Weak scam defences cost banks: ASIC

HSBC Australia fined A$35 million for admitting that it failed to protect clients

Businessman putting a US dollar coin into a bank stock illustration

After admitting that it failed to do enough to protect its clients from scam artists, HSBC Bank Australia Ltd. has been ordered to pay a A$35-million penalty by a federal court in Australia.

In a case that the Australian Securities and Investments Commission (ASIC) said is one of the first in the world that seeks to hold a bank accountable for failing to protect customers from scams, HSBC admitted that it took too long — an average of 144 days — to investigate complaints about alleged scams, that it didn’t have adequate systems in place to help customers get back into their accounts after being scammed, and that it didn’t follow the requirements for determining when scam-related losses are to be borne by the bank or its customers.

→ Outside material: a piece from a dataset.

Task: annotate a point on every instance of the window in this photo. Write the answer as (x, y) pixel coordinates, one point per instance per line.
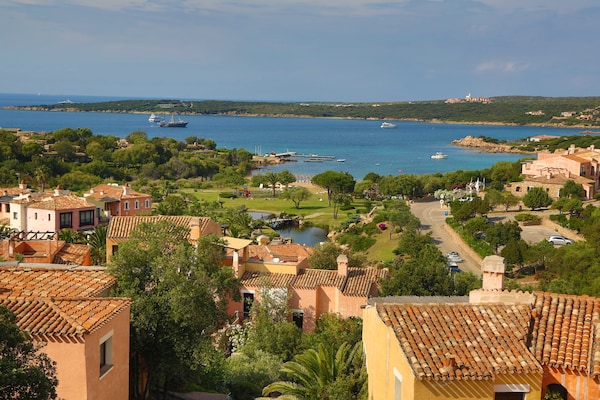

The ASIC reported that, starting in 2021, the bank was aware of a growing risk of impersonation scams, that the volume of unauthorized transactions stemming from these kinds of scams jumped by approximately 380% in 2023 and 2024, and that the bank didn’t have adequate controls on its internal transfer system, which raised the risk of unauthorized payment transactions.

“HSBC’s alleged failures left customers more vulnerable to scams, tens of millions of dollars out of pocket and waiting months to find out what had happened to their money,” said ASIC chair, Sarah Court, in a release.

Now, following a hearing in Melbourne, a federal court judge, Justice Bennett, ordered the bank to pay a A$35-million penalty in a settlement with regulators.

Court said the ruling is a “wake-up call” to the banking industry.

“Banks have been well on notice about the risks of scams for some time. They have now been given a clear message to have adequate controls and ensure their interactions with scam victims help — not hinder,” she said.

The ASIC noted that the bank has already paid about A$21.5 million in compensation to harmed customers, and that further payouts are expected by the end of July. The bank has also recovered A$6.5 million, which has been returned to customers.